If you’ve spent any time gawping at Netflix over the past half-decade or so, you’ll already know that human culture has reached its final, perfect form. We made a good effort with cave paintings, epic poetry, theatre, literature and the rest of them, but the apex of culture is the bingeable, episodic rabbit-hole Netflix documentary about a sociopathic liar.
Maybe we love con artists because they’re the only people still selling something new
There have been so many of these now that it’s difficult to tell them apart. There was the one about the man who matched with women on dating websites by pretending to be the playboy scion to an Israeli diamond fortune – but who was really just spending the money he’d conned out of his previous girlfriend. There was the one about the man who pilfered millions with the line that he was some kind of special operative who spent his life fighting evil forces; in fact he was a gambler, and the black cars that came to pick him up had been sent by the casinos. Then there were the fake German heiress, the fake music festival and something involving a tiger. All featured bright colours and ominous music. There were contrived little cliffhangers at the end of every episode. And they all featured the magic combo of money, desire, and deceit.
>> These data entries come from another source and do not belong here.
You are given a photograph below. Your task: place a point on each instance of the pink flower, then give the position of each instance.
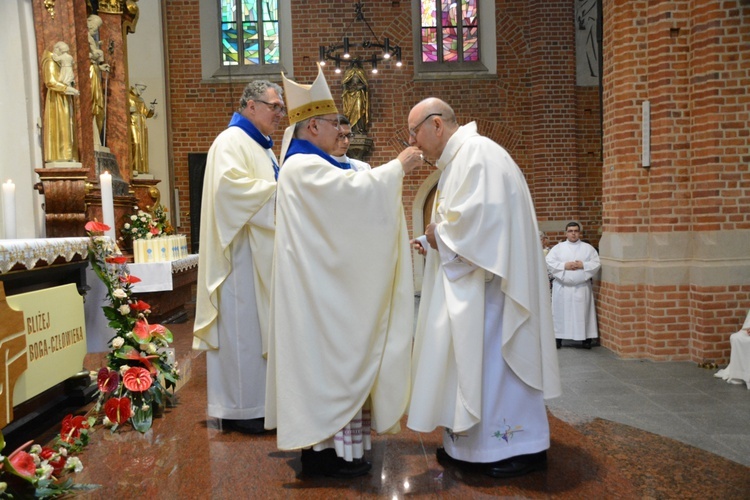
(96, 227)
(137, 379)
(118, 410)
(107, 380)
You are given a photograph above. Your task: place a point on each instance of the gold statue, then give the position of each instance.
(356, 99)
(96, 55)
(138, 130)
(60, 142)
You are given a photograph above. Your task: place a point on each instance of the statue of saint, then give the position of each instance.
(96, 55)
(60, 142)
(139, 112)
(356, 99)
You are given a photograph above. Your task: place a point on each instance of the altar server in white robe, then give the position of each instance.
(234, 263)
(484, 354)
(342, 301)
(573, 263)
(738, 370)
People love these stories. We want to hear about some warming, charming, gregarious creature with a heart like an icicle, predating on other human beings, manipulating their feelings, getting rich. We like it when they succeed, when they get to lead the high life: the fast cars and models and celebrity friends. It’s wish fulfilment. You too could inhabit this wonderful world of laughter and leisure. You too could turn your fantasies into fact by sheer force of will, if you just believed in it enough.